While some oil companies, including BP, say they are staying out of the area, others are continuing to use the Red Sea, which provides access to European markets through the Suez Canal.
Once the journey has begun, the captain or owner can’t suddenly decide to go around Africa instead of going through the Suez Canal without a very strong reason.
Lars H. Barstad, CEO of Frontline, a large Norwegian tanker company in Oslo, said: “If we have the ability to, we will avoid transiting the Red Sea.”
But that’s not always possible. A tanker company, Barstad said, is just a “taxi service” at the beck and call of clients like major oil companies and trading firms. Once the journey has begun, the captain or owner can’t suddenly decide to go around Africa – instead of going through the Suez Canal – without a very strong reason.

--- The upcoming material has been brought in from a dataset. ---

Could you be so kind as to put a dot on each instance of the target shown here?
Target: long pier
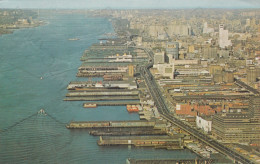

To redirect a ship already underway, “it has to be a warlike situation,” he said. “It is not a warlike situation right now — although to outsiders it might look like that.”
Barstad said he figured the chances of one of his ships being targeted by drones or missiles were fairly low because of the large numbers of ships still passing through the area. Also, he said, his company has had no recent history of dealing with Israel, making it less of a target for the Houthis, who are allies of Hamas.
He also finds some comfort in the coalition’s growing naval presence in the area and having armed guards on board his ships.
Overall, flows of oil and refined products like diesel and gasoline through the Suez Canal dropped about 40 per cent in December compared with October, said Viktor Katona, an analyst at Kpler, a firm that tracks shipping.
The petroleum industry is gradually adjusting to the heightened dangers. Some tankers are going around Africa. Others are taking cargoes to Asia. A surge of US exports of diesel fuel and other refined products is helping Europe compensate for reduced flows from India and the Middle East.
That fairly smooth shift is one reason that the menace of the Houthis has had such little impact on energy prices. The price of Brent crude, now about $US77 a barrel, is slightly lower than it was when Hamas fighters burst into Israel on October 7, touching off its war in the Gaza Strip. At the same time, European natural gas prices have also dropped substantially.
While the Suez Canal may be important, there are alternatives. The largest crude oil tankers have always tended to stay away from the canal due to their large size, so the current situation doesn’t represent much change.
While the owners of some liquefied natural gas carriers have decided to keep their vessels temporarily out of the Suez Canal, those from Qatar, a key supplier of Europe, have continued to use the Egyptian route, perhaps figuring that the Houthis will not target a shipowner close to Hamas. As a result, European natural gas prices “have more been weighed down by a mild winter so far”, said Laura Page, a liquefied natural gas analyst at Kpler.
Shipping industry insiders figure that Russia, which sends large volumes of oil through the canal, is also likely to be immune to attacks. “Given Russia’s relations with Iran, it is very unlikely they will be targeted,” said Jonathan Chappell, senior managing director for surface and marine transportation equities at Evercore ISI, an investment bank in New York.
Above all, what has helped stave off panic is a sense in the markets that the world has plenty of oil and natural gas.
“The market is not worried about supply risks,” said Richard Bronze, head of geopolitics at Energy Aspects, a research firm. “It will take a lot to reestablish a sustained rally” in oil prices, he added.